4) Migrating systems to windows 7 - some win7 machines have been effected again after migration
5) Fresh image of windows 7 on new machines - some have been effected.
6) Scanning effected machines with a plethora of spyware and malware detection softwares. - Nothing found.
7) Running winsock fix - solves the problem but it can return minutes to weeks later. In one case before the tech had left the office.
8) Migrated Filesharing, printing, DNS and DHCP - Not done because of this issue, but because we have migrated from novell to Microsoft AD during the time we have had this issue.
9) Locked down firewall - Again, not done because of this issue, but because we had a IT audit.
10) Removed websense from our network - College changed policy to not do content filtering on students.


Things of note:

1) My virtual desktops have never had this issue. They are on the same vlans as the physical machines with this issue.
2) None of the other vlans have had this issue.
3) As far as we can tell, when this happens on windows 7, there is no way to fix it short of a re-image.
 

sourceninja

Diamond Member
Mar 8, 2005
8,805
65
91
We have not yet found a solution. We do not have ipv6 enabled, and have not had the problem show up in the last week or so. I'm waiting for it to pop up again so I can keep hunting for a solution.
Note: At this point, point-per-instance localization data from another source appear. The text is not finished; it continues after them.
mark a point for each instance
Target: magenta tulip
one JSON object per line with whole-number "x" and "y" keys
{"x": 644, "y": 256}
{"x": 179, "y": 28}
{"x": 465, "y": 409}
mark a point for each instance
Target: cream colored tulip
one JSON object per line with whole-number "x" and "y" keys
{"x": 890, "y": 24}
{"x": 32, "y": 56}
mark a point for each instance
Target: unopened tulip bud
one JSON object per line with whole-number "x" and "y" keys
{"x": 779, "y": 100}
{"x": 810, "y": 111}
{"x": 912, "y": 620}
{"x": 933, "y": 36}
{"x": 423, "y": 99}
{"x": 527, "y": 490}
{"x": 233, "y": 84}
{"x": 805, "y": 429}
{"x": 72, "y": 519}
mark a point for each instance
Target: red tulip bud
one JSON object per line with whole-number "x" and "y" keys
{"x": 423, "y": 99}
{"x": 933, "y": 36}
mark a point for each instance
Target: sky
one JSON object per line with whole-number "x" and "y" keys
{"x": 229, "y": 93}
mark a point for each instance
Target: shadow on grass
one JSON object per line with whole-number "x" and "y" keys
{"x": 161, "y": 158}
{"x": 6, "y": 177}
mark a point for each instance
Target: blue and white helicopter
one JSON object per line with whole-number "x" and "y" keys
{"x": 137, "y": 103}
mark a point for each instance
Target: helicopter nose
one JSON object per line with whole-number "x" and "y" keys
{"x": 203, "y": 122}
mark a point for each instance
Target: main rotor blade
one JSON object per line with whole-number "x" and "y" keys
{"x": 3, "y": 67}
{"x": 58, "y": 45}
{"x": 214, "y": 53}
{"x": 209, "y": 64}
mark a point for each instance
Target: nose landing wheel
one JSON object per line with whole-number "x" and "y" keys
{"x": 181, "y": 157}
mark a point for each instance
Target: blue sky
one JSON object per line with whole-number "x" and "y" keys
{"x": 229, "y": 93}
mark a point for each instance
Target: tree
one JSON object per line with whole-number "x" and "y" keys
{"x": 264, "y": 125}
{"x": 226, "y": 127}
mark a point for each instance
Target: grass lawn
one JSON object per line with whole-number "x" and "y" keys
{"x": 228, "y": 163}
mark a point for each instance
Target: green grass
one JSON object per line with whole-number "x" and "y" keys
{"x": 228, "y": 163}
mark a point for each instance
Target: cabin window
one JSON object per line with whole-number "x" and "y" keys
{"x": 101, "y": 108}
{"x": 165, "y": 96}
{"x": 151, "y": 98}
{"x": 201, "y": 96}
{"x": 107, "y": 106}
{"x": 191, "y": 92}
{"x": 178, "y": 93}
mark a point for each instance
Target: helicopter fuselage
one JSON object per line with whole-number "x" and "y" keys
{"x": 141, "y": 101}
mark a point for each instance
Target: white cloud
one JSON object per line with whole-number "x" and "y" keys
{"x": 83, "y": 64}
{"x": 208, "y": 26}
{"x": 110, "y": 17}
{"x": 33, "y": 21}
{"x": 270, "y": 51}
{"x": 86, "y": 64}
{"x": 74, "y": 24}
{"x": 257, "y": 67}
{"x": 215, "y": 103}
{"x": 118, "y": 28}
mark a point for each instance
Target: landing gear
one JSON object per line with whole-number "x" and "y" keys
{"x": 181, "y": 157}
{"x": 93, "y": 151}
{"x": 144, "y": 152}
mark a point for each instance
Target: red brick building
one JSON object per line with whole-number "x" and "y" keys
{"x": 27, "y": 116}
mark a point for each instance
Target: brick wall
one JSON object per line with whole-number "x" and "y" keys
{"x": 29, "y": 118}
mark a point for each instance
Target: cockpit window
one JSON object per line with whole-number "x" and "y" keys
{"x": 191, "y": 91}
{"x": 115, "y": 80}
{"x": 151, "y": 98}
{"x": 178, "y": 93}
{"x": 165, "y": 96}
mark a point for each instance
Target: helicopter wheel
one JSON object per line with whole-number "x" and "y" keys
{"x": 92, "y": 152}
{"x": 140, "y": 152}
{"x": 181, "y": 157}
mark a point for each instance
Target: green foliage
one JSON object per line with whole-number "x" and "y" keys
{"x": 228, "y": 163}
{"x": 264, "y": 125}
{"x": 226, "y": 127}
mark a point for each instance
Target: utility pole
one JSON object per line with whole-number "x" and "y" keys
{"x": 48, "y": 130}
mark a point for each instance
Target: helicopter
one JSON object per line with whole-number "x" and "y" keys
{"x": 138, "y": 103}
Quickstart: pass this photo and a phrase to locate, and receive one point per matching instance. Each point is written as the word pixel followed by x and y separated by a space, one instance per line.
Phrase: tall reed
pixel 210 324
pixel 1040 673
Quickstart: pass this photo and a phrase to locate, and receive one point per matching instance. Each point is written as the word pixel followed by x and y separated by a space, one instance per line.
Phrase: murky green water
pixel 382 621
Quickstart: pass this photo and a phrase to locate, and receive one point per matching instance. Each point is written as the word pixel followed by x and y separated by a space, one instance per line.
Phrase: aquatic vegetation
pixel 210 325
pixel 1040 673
It comes and goes sometimes everyday, sometimes a week or two with nothing.
 

reiver

Junior Member
Jan 12, 2012
2
0
0
I am having the same type of problem... I have done allot of the same as you and I replaced my main switches. Have you found anything else or did the problem go away? I have been wondering if it was hardware on the network causing it...

Clearing the winsock on your windows 7 computers does not fix it?
 

reiver

Junior Member
Jan 12, 2012
2
0
0
I think the issue was a broadcast storm, not sure yet as we have not waited long enough to tell for certain. Basically we have one main switch and then allot of 5 port switches (old building, owner won't re-wire) in each office as there is more then one computer in each office. So the design of the network made it a breeding ground for broadcasts, when we discovered the true root of the problem was the DHCP server.

The DHCP server was set to hand out addresses every 5 minutes instead of the default 8 days! So, in this network with all the additional switches and all the devices constantly asking for an address it was just creating a traffic jam. The DHCP server is now set to 8 days, so we shall see if the problem is resolved now. Will post back if that was the solution, it may be a different root cause for others, but the problem of a network traffic jam may be the same.

In my case, I could find no reason why some computers were affected and not others, so that made troubleshooting difficult.
 
Last edited: